2. He War - Cat Power
A lot of folks called this little lady overrated. I disagree. The slightly funk piano on this track and the grimy guitar riff make this a nice little diddy.

3. Crossover - EPMD
I miss Cross-Colors and Air Jordans, Kid N Play, and Hip-Hop that made you jump around.

4. I don't Rap in Bumperstickers - Sole

5. Multicultural Markets - Curse ov Dialect
Australian hip-hop?!? Very good Bollywood loops and complex lyrics.

6. Dust My Broom - Robert Johnson

7. Minor Threat - Minor Threat
Reminds me of the days playing with a drummer who couldn't afford a drumkit...so he beat on trashcans during a recording session. Cheap amps. Arguments over alcohol and candy.

8. See You in Hill, Motherfucker - Cold Archives Experiment
Filtering down a simple guitar loop, mixing in all these old BBC samples and Al Pacino. Very Man V. Astroman sounding track.

9. Sunday Bloody Sunday - u2

10. Coming Back to You - Leonard Cohen

11. Last Dance with Mary Jane - Tom Petty and the Heartbreakers
Makes me crave a pitcher of cheap beer and a pizza, possibly a pool table. Lynyrd Skynryd, the Flying Burrito Brothers, and Waylon Jennings have the same effect.

12. Motion Picture Soundtrack - Radiohead

Wednesday, July 06, 2005

EPILOGUE SAINT LOUIS:

Where the Wild Thing Was...

ST. LOUIS (ZP) - Anyone who thinks staring at a giant metal sculpture is the only thing to do for fun in St. Louis is about as hip as a lump of coal.

Having just gotten back from a wonderful research/pleasure trip from the city once called the Gateway to the West, I find myself strangely sick of coffee, one of my last drugs of choice (nicotine and good spirits are the others.) That's because my research partner and I logged close to 24 hours over four days in the same coffee shop working on our holistic overview article on Information Poverty in Sub-Saharan Africa.

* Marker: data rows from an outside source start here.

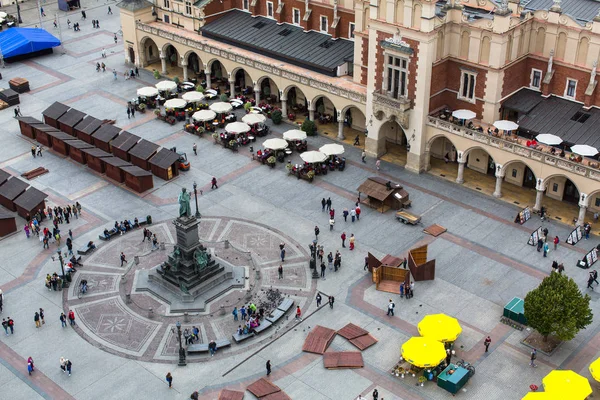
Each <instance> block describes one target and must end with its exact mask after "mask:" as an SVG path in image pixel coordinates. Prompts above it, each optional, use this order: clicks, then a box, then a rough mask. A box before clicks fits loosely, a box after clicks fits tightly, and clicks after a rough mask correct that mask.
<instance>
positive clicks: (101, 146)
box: [92, 124, 121, 153]
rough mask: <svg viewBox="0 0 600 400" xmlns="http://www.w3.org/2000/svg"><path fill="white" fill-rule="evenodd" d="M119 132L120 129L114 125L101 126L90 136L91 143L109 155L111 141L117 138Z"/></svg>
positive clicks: (109, 152)
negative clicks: (91, 140) (93, 133)
mask: <svg viewBox="0 0 600 400" xmlns="http://www.w3.org/2000/svg"><path fill="white" fill-rule="evenodd" d="M119 132H121V128H119V127H117V126H114V125H109V124H106V125H102V126H101V127H100V128H99V129H98V130H97V131H96V132H94V134H93V135H92V141H93V143H94V146H96V147H97V148H99V149H101V150H104V151H106V152H107V153H111V146H112V141H113V140H114V138H116V137H118V136H119Z"/></svg>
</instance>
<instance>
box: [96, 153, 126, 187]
mask: <svg viewBox="0 0 600 400" xmlns="http://www.w3.org/2000/svg"><path fill="white" fill-rule="evenodd" d="M102 161H103V162H104V165H105V167H106V176H108V177H109V178H110V179H113V180H115V181H117V182H119V183H123V182H125V173H124V172H123V170H122V169H121V167H131V166H133V165H132V164H130V163H128V162H127V161H125V160H122V159H120V158H119V157H106V158H103V159H102Z"/></svg>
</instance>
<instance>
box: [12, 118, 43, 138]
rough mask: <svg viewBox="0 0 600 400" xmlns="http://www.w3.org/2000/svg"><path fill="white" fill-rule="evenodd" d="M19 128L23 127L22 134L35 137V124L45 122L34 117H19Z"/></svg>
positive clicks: (33, 137)
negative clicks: (34, 125) (42, 121)
mask: <svg viewBox="0 0 600 400" xmlns="http://www.w3.org/2000/svg"><path fill="white" fill-rule="evenodd" d="M17 120H18V121H19V128H21V135H24V136H27V137H29V138H32V139H35V131H34V130H33V125H42V124H43V122H42V121H40V120H39V119H35V118H33V117H18V118H17Z"/></svg>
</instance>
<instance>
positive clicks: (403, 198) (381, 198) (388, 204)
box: [358, 176, 410, 213]
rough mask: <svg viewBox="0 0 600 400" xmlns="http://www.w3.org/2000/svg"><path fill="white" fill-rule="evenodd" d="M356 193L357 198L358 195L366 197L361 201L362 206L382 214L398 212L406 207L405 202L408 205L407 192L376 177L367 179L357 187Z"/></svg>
mask: <svg viewBox="0 0 600 400" xmlns="http://www.w3.org/2000/svg"><path fill="white" fill-rule="evenodd" d="M358 192H359V196H360V194H364V195H366V196H367V197H366V198H365V199H363V200H362V203H363V204H366V205H367V206H369V207H371V208H375V209H377V211H379V212H382V213H383V212H386V211H387V210H390V209H391V210H399V209H401V208H403V207H406V206H407V205H406V204H407V202H408V204H409V205H410V200H408V192H407V191H406V190H404V189H403V188H402V186H400V185H399V184H397V183H395V182H391V181H389V180H387V179H383V178H379V177H377V176H372V177H370V178H367V180H366V181H364V182H363V183H362V184H361V185H360V186H359V187H358Z"/></svg>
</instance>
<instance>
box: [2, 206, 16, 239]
mask: <svg viewBox="0 0 600 400" xmlns="http://www.w3.org/2000/svg"><path fill="white" fill-rule="evenodd" d="M16 231H17V220H16V218H15V216H14V215H12V214H11V213H9V212H8V211H4V210H0V237H4V236H6V235H10V234H11V233H13V232H16Z"/></svg>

Mesi and I drank too much coffee at the Coffee Cartel, one of my new hangouts-away-from-home, where the staff was more than accomodating to our need for both semi-nutritious foodstuff and privacy. We took up a portion of their wireless bandwidth, occupied 2, sometimes 3 tables with random UNESCO and other government reports, and I paced around like a gorilla in a cage (something I do when I'm thinking). Yet, no one ever complained.

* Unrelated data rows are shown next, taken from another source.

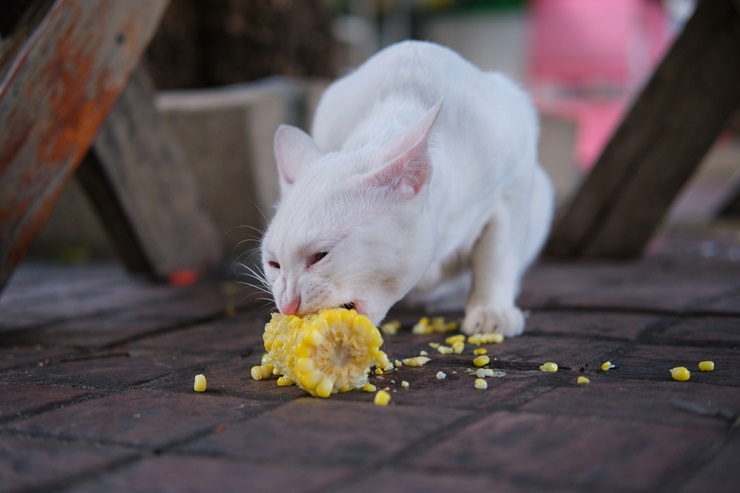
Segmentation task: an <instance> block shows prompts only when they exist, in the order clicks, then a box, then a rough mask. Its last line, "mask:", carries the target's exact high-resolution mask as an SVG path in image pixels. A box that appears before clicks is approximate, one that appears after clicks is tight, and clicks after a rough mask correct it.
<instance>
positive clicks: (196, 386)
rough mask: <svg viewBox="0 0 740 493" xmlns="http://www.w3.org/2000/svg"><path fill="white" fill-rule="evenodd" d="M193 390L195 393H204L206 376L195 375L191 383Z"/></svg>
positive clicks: (201, 374) (200, 375) (205, 387)
mask: <svg viewBox="0 0 740 493" xmlns="http://www.w3.org/2000/svg"><path fill="white" fill-rule="evenodd" d="M193 390H195V391H196V392H205V391H206V376H205V375H203V374H202V373H200V374H198V375H195V382H193Z"/></svg>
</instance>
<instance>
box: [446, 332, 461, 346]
mask: <svg viewBox="0 0 740 493" xmlns="http://www.w3.org/2000/svg"><path fill="white" fill-rule="evenodd" d="M458 341H460V342H465V335H464V334H457V335H454V336H450V337H448V338H447V339H445V344H449V345H450V346H451V345H453V344H454V343H456V342H458Z"/></svg>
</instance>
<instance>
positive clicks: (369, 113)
mask: <svg viewBox="0 0 740 493" xmlns="http://www.w3.org/2000/svg"><path fill="white" fill-rule="evenodd" d="M440 99H444V107H443V114H442V117H441V119H442V120H448V121H450V122H453V123H454V122H459V121H461V120H471V119H472V120H486V119H487V116H488V115H491V114H495V113H502V112H505V113H511V112H510V111H509V110H508V109H507V110H506V111H498V110H504V109H505V108H504V106H510V105H514V106H517V107H520V108H521V107H524V108H526V107H527V106H528V105H529V100H528V98H527V96H526V95H525V94H524V93H523V92H522V91H521V90H520V89H519V88H518V87H517V86H516V84H514V83H513V82H511V81H510V80H509V79H508V78H506V77H504V76H501V75H499V74H495V73H490V72H483V71H481V70H480V69H478V68H477V67H476V66H474V65H473V64H471V63H470V62H468V61H467V60H465V59H464V58H462V57H461V56H460V55H458V54H457V53H455V52H454V51H452V50H450V49H449V48H446V47H444V46H441V45H438V44H435V43H430V42H426V41H403V42H400V43H397V44H394V45H391V46H389V47H388V48H385V49H384V50H382V51H380V52H378V53H376V54H375V55H373V56H372V57H370V58H369V59H368V60H367V61H366V62H365V63H364V64H362V65H361V66H360V67H358V68H357V69H356V70H355V71H354V72H352V73H350V74H348V75H346V76H345V77H343V78H341V79H339V80H337V81H336V82H334V83H333V84H331V85H330V86H329V88H328V89H327V90H326V92H325V93H324V95H323V96H322V98H321V101H320V102H319V105H318V107H317V110H316V114H315V117H314V124H313V129H312V131H313V134H314V138H315V139H316V142H317V144H319V146H320V147H322V148H323V149H325V150H332V149H337V148H339V147H341V145H342V143H343V142H344V141H345V140H346V138H347V137H348V135H349V134H350V133H351V132H352V130H353V129H354V128H356V126H357V125H359V124H360V123H361V122H362V121H363V120H364V119H365V118H366V117H367V115H369V114H370V113H371V110H373V108H374V107H376V105H377V104H378V102H379V101H388V100H395V101H412V102H413V103H414V104H416V106H417V108H416V113H418V114H417V115H412V114H408V118H409V119H410V120H411V121H413V120H414V118H417V117H420V116H421V115H422V114H424V112H426V111H427V110H428V109H429V108H431V107H432V106H433V105H434V104H435V103H437V102H438V101H439V100H440ZM393 106H394V105H391V107H393ZM412 111H413V110H412ZM525 111H526V110H525ZM530 119H531V118H530ZM438 125H439V123H438ZM479 126H480V125H479Z"/></svg>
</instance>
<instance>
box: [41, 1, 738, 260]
mask: <svg viewBox="0 0 740 493" xmlns="http://www.w3.org/2000/svg"><path fill="white" fill-rule="evenodd" d="M694 8H695V1H694V0H599V1H598V2H596V1H593V0H528V1H525V0H249V1H243V0H172V2H171V4H170V7H169V8H168V11H167V13H166V14H165V17H164V20H163V22H162V23H161V25H160V27H159V31H158V33H157V35H156V36H155V38H154V40H153V41H152V43H151V45H150V47H149V49H148V52H147V54H146V58H145V65H146V68H147V69H148V71H149V73H150V75H151V77H152V79H153V81H154V84H155V86H156V87H157V89H158V99H157V106H158V108H159V110H160V111H161V112H162V113H163V114H164V115H165V117H166V120H167V122H168V124H169V127H170V129H171V131H172V133H173V134H174V136H175V137H176V138H177V140H179V143H180V144H181V146H182V148H183V151H184V155H185V157H186V160H187V164H188V166H189V168H190V169H191V171H192V173H193V175H194V176H195V177H196V180H197V182H198V183H199V185H200V187H201V194H202V199H203V202H204V204H205V206H206V208H207V209H208V210H209V212H210V213H211V215H212V216H213V219H214V221H215V223H216V226H217V228H218V230H219V232H221V233H222V234H223V241H224V258H225V259H226V260H229V259H234V258H236V257H238V256H239V255H241V254H243V253H244V252H245V251H246V250H248V248H250V247H252V246H254V245H253V244H252V245H249V242H247V243H242V242H243V241H244V240H249V239H254V238H257V237H259V233H258V230H259V229H261V228H264V226H265V224H266V221H267V220H268V218H269V216H270V214H271V211H272V204H273V203H274V202H275V200H276V199H277V177H276V173H275V169H274V166H275V165H274V159H273V156H272V136H273V133H274V131H275V129H276V128H277V126H278V125H279V124H280V123H292V124H294V125H297V126H300V127H303V128H305V129H307V130H308V129H310V121H311V114H312V111H313V108H314V107H315V104H316V102H317V100H318V98H319V97H320V94H321V92H322V91H323V89H324V88H325V87H326V85H327V84H328V83H329V82H330V81H331V80H332V79H333V78H336V77H338V76H341V75H342V74H345V73H347V72H348V71H351V70H352V69H353V68H354V67H356V66H358V65H359V64H360V63H362V62H363V61H364V60H365V59H367V58H368V57H369V56H371V55H372V54H373V53H375V52H377V51H378V50H379V49H382V48H383V47H385V46H388V45H390V44H392V43H394V42H397V41H401V40H404V39H423V40H429V41H434V42H437V43H440V44H443V45H446V46H448V47H450V48H452V49H453V50H455V51H457V52H458V53H460V54H461V55H462V56H463V57H465V58H467V59H468V60H470V61H471V62H473V63H474V64H476V65H478V66H479V67H480V68H482V69H484V70H495V71H500V72H504V73H506V74H507V75H509V76H510V77H512V78H513V79H515V80H516V81H518V82H519V83H520V84H521V85H522V86H524V87H525V88H526V89H527V90H528V91H530V93H531V94H532V97H533V99H534V101H535V102H536V104H537V107H538V109H539V111H540V115H541V121H542V134H541V142H540V159H541V161H542V163H543V165H544V166H545V168H546V169H547V170H548V171H549V173H550V174H551V176H552V178H553V181H554V183H555V186H556V190H557V197H558V201H559V202H560V203H563V202H564V201H566V200H567V199H568V197H569V196H570V194H571V193H572V192H573V190H574V188H575V187H577V186H578V184H579V183H580V182H581V180H582V178H583V176H584V175H585V174H586V173H588V170H589V169H590V168H591V166H592V165H593V163H594V162H595V160H596V159H597V158H598V156H599V153H600V151H601V149H602V147H603V145H604V144H605V142H606V140H607V139H608V138H609V136H610V134H611V132H612V131H613V130H614V128H615V126H616V125H617V124H618V123H619V121H620V118H621V117H622V115H623V114H624V112H625V111H626V110H627V109H628V108H629V104H630V101H631V100H632V98H633V97H634V96H635V94H636V93H637V92H638V91H639V89H640V87H641V86H642V84H643V83H644V82H645V80H646V78H647V77H648V76H649V75H650V73H651V70H652V69H653V67H654V66H655V64H656V63H658V62H659V61H660V59H661V57H662V55H663V54H664V52H665V50H666V49H667V48H668V47H670V44H671V42H672V40H673V39H674V38H675V36H676V35H677V34H678V33H680V31H681V29H682V27H683V25H684V24H685V22H686V21H687V20H688V18H689V17H690V16H691V14H692V12H693V10H694ZM734 121H735V123H734V124H731V126H730V127H731V128H732V127H733V126H734V128H735V129H737V128H738V127H740V125H738V123H737V122H738V118H737V117H736V118H735V119H734ZM730 130H731V129H728V132H726V135H725V136H723V137H722V138H720V139H719V140H718V142H717V143H715V145H714V147H713V149H712V150H711V152H710V153H709V155H708V156H707V157H706V159H705V163H703V164H702V168H701V170H700V172H699V173H698V175H697V176H696V177H695V178H694V180H693V181H692V183H691V184H690V185H689V186H688V187H687V189H686V190H685V191H684V193H683V195H682V196H681V198H680V199H679V200H678V201H677V202H676V203H675V204H674V207H673V209H672V211H671V214H670V221H689V222H691V221H700V220H702V219H705V218H707V217H709V216H710V215H711V214H712V213H713V212H714V209H715V208H716V207H717V205H718V204H717V202H718V201H719V200H721V199H722V197H723V196H724V194H725V193H726V192H727V191H728V190H729V189H730V188H732V186H733V184H734V183H735V182H737V181H738V176H737V169H738V168H739V167H738V164H739V163H740V157H739V156H740V149H739V148H740V144H738V139H737V135H738V132H737V131H735V132H734V133H733V132H731V131H730ZM245 245H246V246H245ZM111 252H112V249H111V248H110V246H109V245H108V242H107V239H106V238H105V235H104V233H103V231H102V228H101V227H100V225H99V224H98V220H97V218H96V216H95V213H94V211H92V210H91V209H90V206H89V205H88V204H87V202H86V199H85V197H84V196H83V194H82V193H81V192H80V190H79V189H78V187H77V185H76V184H73V186H71V187H69V189H68V190H67V192H66V193H65V195H64V197H63V198H62V200H61V201H60V203H59V205H58V207H57V209H56V210H55V212H54V214H53V216H52V217H51V219H50V220H49V222H48V224H47V226H46V228H45V229H44V231H43V232H42V234H41V235H40V236H39V238H38V239H37V241H36V244H35V246H34V249H33V252H32V254H36V255H42V256H45V257H50V256H51V257H55V258H58V259H61V260H64V261H68V262H81V261H86V260H88V259H90V258H96V257H105V256H110V255H112V253H111Z"/></svg>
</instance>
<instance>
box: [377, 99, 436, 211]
mask: <svg viewBox="0 0 740 493" xmlns="http://www.w3.org/2000/svg"><path fill="white" fill-rule="evenodd" d="M441 106H442V100H440V101H439V102H438V103H437V104H435V105H434V106H433V107H432V109H430V110H429V111H427V113H426V114H425V115H424V116H423V117H422V118H421V119H420V120H419V121H418V122H416V123H415V124H414V125H413V126H412V127H411V128H410V129H409V130H407V131H406V132H405V133H404V134H403V135H402V136H401V137H400V138H398V139H396V140H395V141H393V142H392V143H391V144H390V145H389V146H388V147H387V148H386V151H385V152H384V155H385V156H386V159H385V162H386V163H387V164H385V165H384V166H383V167H382V168H381V169H380V171H378V172H376V173H375V174H374V175H373V177H372V179H371V185H372V186H380V187H387V188H390V189H392V190H394V191H397V192H400V193H401V195H405V196H414V195H416V194H417V193H419V191H420V190H421V189H422V187H423V186H424V185H425V184H426V183H427V181H428V180H429V177H430V176H431V163H430V162H429V154H428V143H429V132H430V130H431V129H432V125H433V124H434V120H435V118H436V117H437V113H439V109H440V107H441Z"/></svg>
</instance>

If anyone is reading this, I left a $10 in the tip jar as a thank you.

I did get to have some fun with Mesi and her fiance, Mike. Mike's basically an older, Eritrean version of myself. We're both laid-back, kind-of happy-go-lucky guys who enjoy socializing yet enjoy spending time alone, as well. He and one of his friends took me out for drinks one night to perhaps the most bizarre martini bar I've visited in a long time.

The Pin-Up Bowl, located in the Loop District on Delmar Ave., is both a bowling alley and a retro, 1950s nightclub. Mike, Amar, and I drank cocktails while discussing politics, art, and culture.

Too much more to blog about. I had an awesome time. Research, injera (the East African equivilent of a sourdough tortilla), and time with friends. Awesome trip.

JWJ


Sunday, July 03, 2005

ST. LOUIS, MO:

Where the F#$k Have I been!?!

A quick post whilst taking a break from revising an article I've been working on for about, oh, ten months.

In St. Louis for the 4th of July weekend, working with my research partner to finish up our article on information poverty in Sub-Saharan Africa. Right now, I'm feeling a bit information-poor myself, considering I'm sitting in a coffee shop in the Central West End (a truly amazing neighborhood in St. Louis!) and mootching off the free Wi-Fi connection.

All is well, I'm not dead, and I'm having some fun and getting work done.

Back to Oxford Tuesday, clock's ticking.